Data collection stopped for some devices in DX NetOps Performance Management
search cancel

Data collection stopped for some devices in DX NetOps Performance Management

book

Article ID: 137171

calendar_today

Updated On:

Products

CA Infrastructure Management CA Performance Management - Usage and Administration DX NetOps

Issue/Introduction

When running a monthly report, it showed that data collection had stopped for some device components.  

For example, there are some devices that are being polled in Performance Management where there is no data for the interfaces, but there is data for the CPU/Memory. Why? 

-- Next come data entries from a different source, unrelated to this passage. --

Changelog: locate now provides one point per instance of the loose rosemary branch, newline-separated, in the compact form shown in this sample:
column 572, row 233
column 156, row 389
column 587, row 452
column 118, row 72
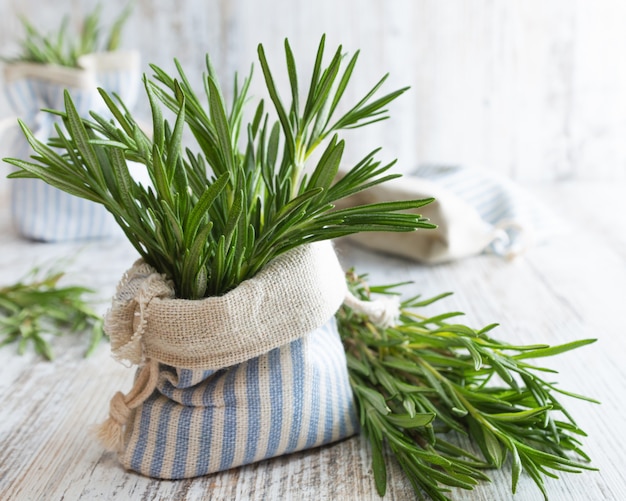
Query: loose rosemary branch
column 37, row 307
column 425, row 377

What made it stop and how do we identify and catch this so it does not occur again?

Environment

Performance Management all Supported Releases

 

Cause

 The root cause of this problem is clock drift between the servers (PC, DA, DC and/or DR). This is shown in the date/time stamps in the DC karaf.log (under <IMDataCollector_HOME>/apache-karaf-2.4.3/data/log directory) drifting over time. For example:

 

2019-09-10 12:59:35,761 | INFO | r-Timer-thread-1 | KahaDBFileMonitor | .health.kahadb.KahaDBFileMonitor 98 | 199 - com.ca.im.data-collection-manager.health - 3.7.2.RELEASE-393 | | Number of Kaha DB files: 4

2019-09-10 13:01:35,762 | INFO | r-Timer-thread-1 | KahaDBFileMonitor | .health.kahadb.KahaDBFileMonitor 98 | 199 - com.ca.im.data-collection-manager.health - 3.7.2.RELEASE-393 | | Number of Kaha DB files: 4

2019-09-10 13:03:35,763 | INFO | r-Timer-thread-1 | KahaDBFileMonitor | .health.kahadb.KahaDBFileMonitor 98 | 199 - com.ca.im.data-collection-manager.health - 3.7.2.RELEASE-393 | | Number of Kaha DB files: 4

 

These should be exactly 2 minutes (down to the milliseconds) apart. However, if the milliseconds here are drifting upwards, then this causes a loss of synch after a while and hence the dropping of polls as shown in the error below which may be repeated many times in the DC karaf.log:

 

2019-09-10 13:23:32,861 | ERROR | l 60000-thread-1 | PollerScheduledExecutor | r.common.PollerScheduledExecutor 290 | 191 - com.ca.im.data-collection-manager.core.common - 3.7.2.RELEASE-393 | | Executor Scheduler B for poll interval 60000 for poll Cycle : 1568085360000 (Tue Sep 10 13:16:00 AEST 2019)  dropped poll requests=1

 

Resolution

Check that all 4 servers (PC, DA, DC and DR) are synchronized via NTP or chrony.

The only way to fix this type of problem at the moment is to restart the DC.

Additional Information

We are working on making the system more robust to time drift so that it restarts polling itself after dropping polls and we're looking at this for a future release.